4° Lawn tennis en ciment.
5° Parc à l'anglaise avec pelouses, arbres rares, massifs, coulées, ruisseau, bassin, rochers, jet d'eau, pompe et une partie du potager, etc.
Dans ce lot sont compris tous les meubles, objets mobiliers et ustensiles de jardinage garnissant la maison et le jardin compris dans ce lot que l'adjudicataire aura la faculté de conserver, moyennant en sus de son prix, le paiement d'une somme de dix mille francs, à charge par lui de faire connaître sa décision dans un délai de huit jours à compter du jour ou l'adjudication sera devenue definitive.
Deuxième lot (mise à prix  : 20  000 frs) Deux mille huit cent onze mètres cinquante centièmes à prendre dans ladite propriété entre le premier lot et le troisième lot et entre l'avenue Centrale et la rivière anglaise. Ce lot consiste en partie du potager et du parc à l'anglaise, avec l'embarcadère sur la rivière anglaise et cabine.
Troisième lot (mise à prix  : 20  000 frs)
Deux mille neuf cent vingt-huit mètres cinquante centièmes à prendre dans le surplus de la propriété à la suite du deuxième lot, dans la partie située entre la rivière, la rue d'Alsace-Lorraine, l'avenue Centrale et le deuxième lot. Ce lot consiste en partie du potager et du parc à l'anglaise avec entrée à l'angle de la rue d'Alsace-Lorraine et de l'avenue Centrale.
Ainsi que lesdits immeubles s'étendent, se poursuivent et composent avec toutes leurs circonstances et dépendances, sans aucune exception ni réserve.
La propriété ne sera cependant pas fractionnée et sera de nouveau mise en vente en 1917 dans son intégralité, avec de nouvelles dépendances, sous le nom de Villa les Rives une des annonces étant titrée Villa les Rêves, probablement par erreur. [6]
La villa Les Rives Le Vésinet (3 façades) sur les pelouses, Allées d'Isly, Avenue d'Alsace-Lorraine et Avenue Centrale où elle porte, sur cette dernière avenue, les n°61, 63, 65, à 3 minutes de la gare du Vésinet. Grande grille forgée. Cour d'honneur.
Rez-de-chaussée  : vestibule, salon, petit salon, salle de billard, salle à manger, lingerie, office, w.-c.
1er étage  : chambres de maîtres, toilette avec eau chaude et eau froide dans toutes les chambres, salle de bains, douches, w.-c.
2e étage  : 5 chambres de domestiques, grenier, w.-c.
Sous-sol  : cuisine, buanderie, 4 caves, salle de bains pour domestiques.
Eau et gaz, chauffage central, électricité dans toutes les pièces de la Villa.
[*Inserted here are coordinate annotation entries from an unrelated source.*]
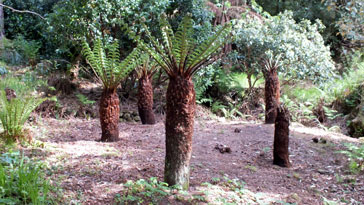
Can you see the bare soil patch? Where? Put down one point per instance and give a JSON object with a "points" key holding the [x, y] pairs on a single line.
{"points": [[93, 172]]}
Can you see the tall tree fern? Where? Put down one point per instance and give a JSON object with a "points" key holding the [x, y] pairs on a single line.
{"points": [[110, 71], [180, 56], [145, 74]]}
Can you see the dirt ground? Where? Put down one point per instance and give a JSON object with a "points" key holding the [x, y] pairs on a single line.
{"points": [[92, 172]]}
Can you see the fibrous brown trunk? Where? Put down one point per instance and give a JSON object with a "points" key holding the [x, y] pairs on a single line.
{"points": [[109, 115], [145, 101], [272, 95], [180, 113], [281, 138]]}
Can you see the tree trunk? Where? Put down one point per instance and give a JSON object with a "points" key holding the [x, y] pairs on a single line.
{"points": [[109, 115], [180, 113], [2, 28], [272, 95], [281, 138], [145, 101]]}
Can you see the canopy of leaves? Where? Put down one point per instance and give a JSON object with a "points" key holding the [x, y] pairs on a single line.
{"points": [[300, 46], [351, 21], [72, 20], [107, 66], [179, 54]]}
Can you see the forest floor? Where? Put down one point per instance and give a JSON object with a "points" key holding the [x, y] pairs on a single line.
{"points": [[92, 172]]}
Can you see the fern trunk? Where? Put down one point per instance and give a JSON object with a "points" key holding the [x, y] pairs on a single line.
{"points": [[272, 95], [281, 139], [109, 115], [179, 130], [145, 100]]}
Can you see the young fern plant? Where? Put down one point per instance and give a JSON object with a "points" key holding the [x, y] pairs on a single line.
{"points": [[13, 115], [145, 73], [179, 55], [110, 71]]}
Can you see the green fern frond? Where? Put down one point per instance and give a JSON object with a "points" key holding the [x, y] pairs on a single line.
{"points": [[107, 66], [147, 68], [14, 114], [178, 53]]}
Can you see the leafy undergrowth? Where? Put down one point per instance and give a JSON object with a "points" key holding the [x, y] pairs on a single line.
{"points": [[22, 181], [218, 191]]}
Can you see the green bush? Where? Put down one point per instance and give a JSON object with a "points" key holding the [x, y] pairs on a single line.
{"points": [[21, 181], [15, 112], [13, 115]]}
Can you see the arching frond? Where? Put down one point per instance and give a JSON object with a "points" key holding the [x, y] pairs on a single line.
{"points": [[107, 66], [178, 54]]}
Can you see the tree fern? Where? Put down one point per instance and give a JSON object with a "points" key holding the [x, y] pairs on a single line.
{"points": [[106, 63], [179, 54], [14, 113]]}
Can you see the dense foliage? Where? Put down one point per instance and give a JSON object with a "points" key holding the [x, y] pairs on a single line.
{"points": [[298, 46]]}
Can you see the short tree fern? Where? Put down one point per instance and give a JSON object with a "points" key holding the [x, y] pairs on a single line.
{"points": [[110, 71]]}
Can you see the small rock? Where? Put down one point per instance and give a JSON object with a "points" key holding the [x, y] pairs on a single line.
{"points": [[323, 141], [321, 171], [223, 148], [237, 130]]}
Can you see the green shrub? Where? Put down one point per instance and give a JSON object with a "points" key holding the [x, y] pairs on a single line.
{"points": [[21, 181], [143, 191], [13, 115], [3, 70]]}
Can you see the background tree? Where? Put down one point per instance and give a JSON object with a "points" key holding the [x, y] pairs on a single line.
{"points": [[110, 71], [145, 74], [303, 55], [181, 57], [73, 20], [2, 32]]}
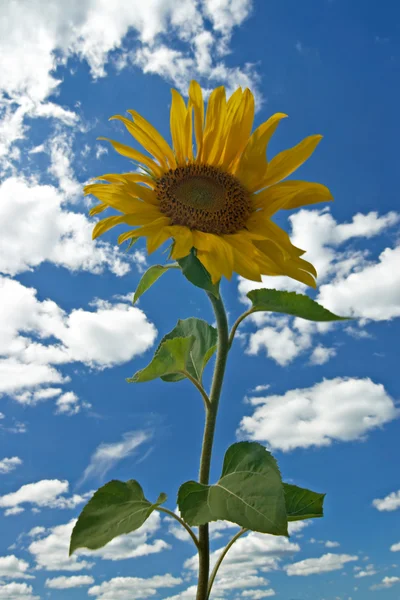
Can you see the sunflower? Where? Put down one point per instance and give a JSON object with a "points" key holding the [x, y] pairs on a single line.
{"points": [[218, 200]]}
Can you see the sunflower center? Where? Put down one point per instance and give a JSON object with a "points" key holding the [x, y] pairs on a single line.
{"points": [[204, 198]]}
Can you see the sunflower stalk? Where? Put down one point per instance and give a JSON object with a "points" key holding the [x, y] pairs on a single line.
{"points": [[208, 436], [216, 207]]}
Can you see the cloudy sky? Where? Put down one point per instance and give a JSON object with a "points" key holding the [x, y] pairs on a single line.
{"points": [[324, 399]]}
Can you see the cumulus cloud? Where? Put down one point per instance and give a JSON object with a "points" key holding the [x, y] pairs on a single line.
{"points": [[9, 464], [389, 503], [106, 335], [50, 547], [47, 493], [107, 455], [17, 591], [323, 564], [251, 556], [387, 582], [14, 568], [133, 587], [347, 281], [35, 226], [340, 409], [395, 547], [66, 583], [96, 34]]}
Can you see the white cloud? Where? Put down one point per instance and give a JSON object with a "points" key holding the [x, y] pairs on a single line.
{"points": [[389, 503], [61, 158], [395, 547], [66, 583], [17, 591], [258, 594], [369, 571], [329, 544], [341, 409], [387, 582], [347, 280], [51, 549], [323, 564], [107, 455], [94, 33], [15, 510], [36, 227], [47, 493], [250, 554], [372, 293], [321, 354], [119, 588], [13, 567], [106, 335], [9, 464]]}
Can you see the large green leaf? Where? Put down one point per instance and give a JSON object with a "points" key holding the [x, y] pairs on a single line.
{"points": [[115, 509], [197, 274], [202, 350], [171, 356], [249, 492], [290, 303], [302, 503], [149, 278]]}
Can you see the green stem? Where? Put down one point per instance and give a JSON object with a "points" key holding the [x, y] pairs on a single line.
{"points": [[181, 522], [221, 558], [208, 437], [199, 387], [237, 323]]}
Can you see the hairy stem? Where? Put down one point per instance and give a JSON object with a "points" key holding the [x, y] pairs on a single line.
{"points": [[181, 522], [199, 387], [208, 437], [237, 323], [221, 558]]}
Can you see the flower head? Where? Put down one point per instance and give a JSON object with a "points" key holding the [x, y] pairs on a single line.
{"points": [[218, 200]]}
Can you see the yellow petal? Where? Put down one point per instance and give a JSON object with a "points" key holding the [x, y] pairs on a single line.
{"points": [[284, 163], [183, 241], [153, 228], [240, 123], [290, 195], [156, 239], [244, 253], [177, 123], [96, 210], [156, 136], [144, 139], [119, 178], [139, 191], [251, 167], [219, 251], [215, 121], [196, 100], [117, 197], [135, 155], [126, 236]]}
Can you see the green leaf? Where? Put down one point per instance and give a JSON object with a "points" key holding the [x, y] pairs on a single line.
{"points": [[149, 278], [197, 274], [202, 350], [291, 303], [171, 356], [249, 492], [116, 508], [302, 503]]}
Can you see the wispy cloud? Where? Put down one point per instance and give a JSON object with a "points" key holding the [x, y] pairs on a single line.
{"points": [[107, 455]]}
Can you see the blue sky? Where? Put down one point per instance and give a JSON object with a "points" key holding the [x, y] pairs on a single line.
{"points": [[69, 336]]}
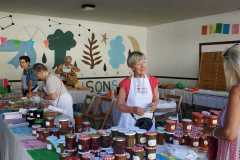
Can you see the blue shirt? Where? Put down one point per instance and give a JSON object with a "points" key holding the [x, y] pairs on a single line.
{"points": [[30, 75]]}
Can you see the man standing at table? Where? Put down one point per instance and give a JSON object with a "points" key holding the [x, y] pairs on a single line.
{"points": [[29, 79]]}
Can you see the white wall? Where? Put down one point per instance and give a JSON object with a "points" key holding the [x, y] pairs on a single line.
{"points": [[26, 25], [173, 48]]}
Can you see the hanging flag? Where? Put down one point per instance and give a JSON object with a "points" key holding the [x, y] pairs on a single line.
{"points": [[45, 42], [212, 28], [235, 28], [219, 27], [204, 29], [226, 28]]}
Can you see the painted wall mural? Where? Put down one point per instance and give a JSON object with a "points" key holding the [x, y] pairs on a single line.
{"points": [[91, 55], [60, 42], [117, 52]]}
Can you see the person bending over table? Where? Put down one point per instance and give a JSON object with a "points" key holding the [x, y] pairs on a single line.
{"points": [[29, 79], [56, 92], [138, 93]]}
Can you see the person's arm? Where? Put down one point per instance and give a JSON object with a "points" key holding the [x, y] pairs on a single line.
{"points": [[155, 98], [122, 106], [230, 130]]}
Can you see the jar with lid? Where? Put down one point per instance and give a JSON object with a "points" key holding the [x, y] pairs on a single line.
{"points": [[34, 129], [84, 143], [187, 125], [140, 137], [106, 139], [151, 153], [119, 145], [168, 136], [130, 138], [121, 156], [194, 140], [39, 134], [95, 141], [198, 118], [212, 121], [70, 140], [170, 126], [86, 126], [151, 139], [160, 135], [108, 157], [138, 153], [64, 123], [49, 122]]}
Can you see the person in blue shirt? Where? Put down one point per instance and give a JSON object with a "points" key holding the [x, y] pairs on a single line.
{"points": [[29, 79]]}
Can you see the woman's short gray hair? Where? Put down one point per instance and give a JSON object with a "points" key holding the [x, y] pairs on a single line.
{"points": [[134, 57]]}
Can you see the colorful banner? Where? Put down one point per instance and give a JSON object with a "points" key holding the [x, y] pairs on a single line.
{"points": [[220, 28]]}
Téléphone. Paddock. Tennis.
Dépendances de style normand avec entrées particulières, se composant de Maison de jardinier, Conciergerie ayant cuisine, salle à manger, 3 chambres, caves, w.-c. Écurie de 5 chevaux. Remises pour voitures et Garage d'autos. Deux selleries. Cour couverte vitrée, Quatre chenils. Poulailler. Lapinière. Au-dessus: 3 chambres de maîtres. 5 chambres de domestiques, électricité, w.-c. Potagers, deux serres, atelier de jardinier. Fosses, resserre.
Grand parc planté de superbes arbres. Magnifique pelouse. Allée de marronniers et d'arbres verts. Bassin. Rivière anglaise.
–  Surface totale le tout entouré de murs 16.000 m² environ, soit plus d'un hectare et demi. Plans, descriptions complètes et photographies seront envoyées sur demande adressée à M.Théo, 3, rue Taitbout, Paris.
Pour visiter, s'adresser au Gardien, 63, Avenue Centrale, Le Vésinet (Seine-et-Oise). A une demi-heure de Paris par la gare Saint-Lazare.
Au Vésinet, la Villa que l'on désigne sous le nom de Château des Tourelles, est surtout connue pour avoir été durant un quart de siècle la résidence d'été de Jeanne Aubert, artiste lyrique très en vogue entre les deux guerres. Son mari, un richissime industriel américain, Nelson Morris avait acheté pour eux ce superbe nid d'amour. Mais le mariage ne dura pas. Après un tumultueux divorce qui fit la joie de la presse people de l'époque, marqué par de nombreux procès entre 1930 et 1933, la chanteuse conserva la maison jusque dans les années 50.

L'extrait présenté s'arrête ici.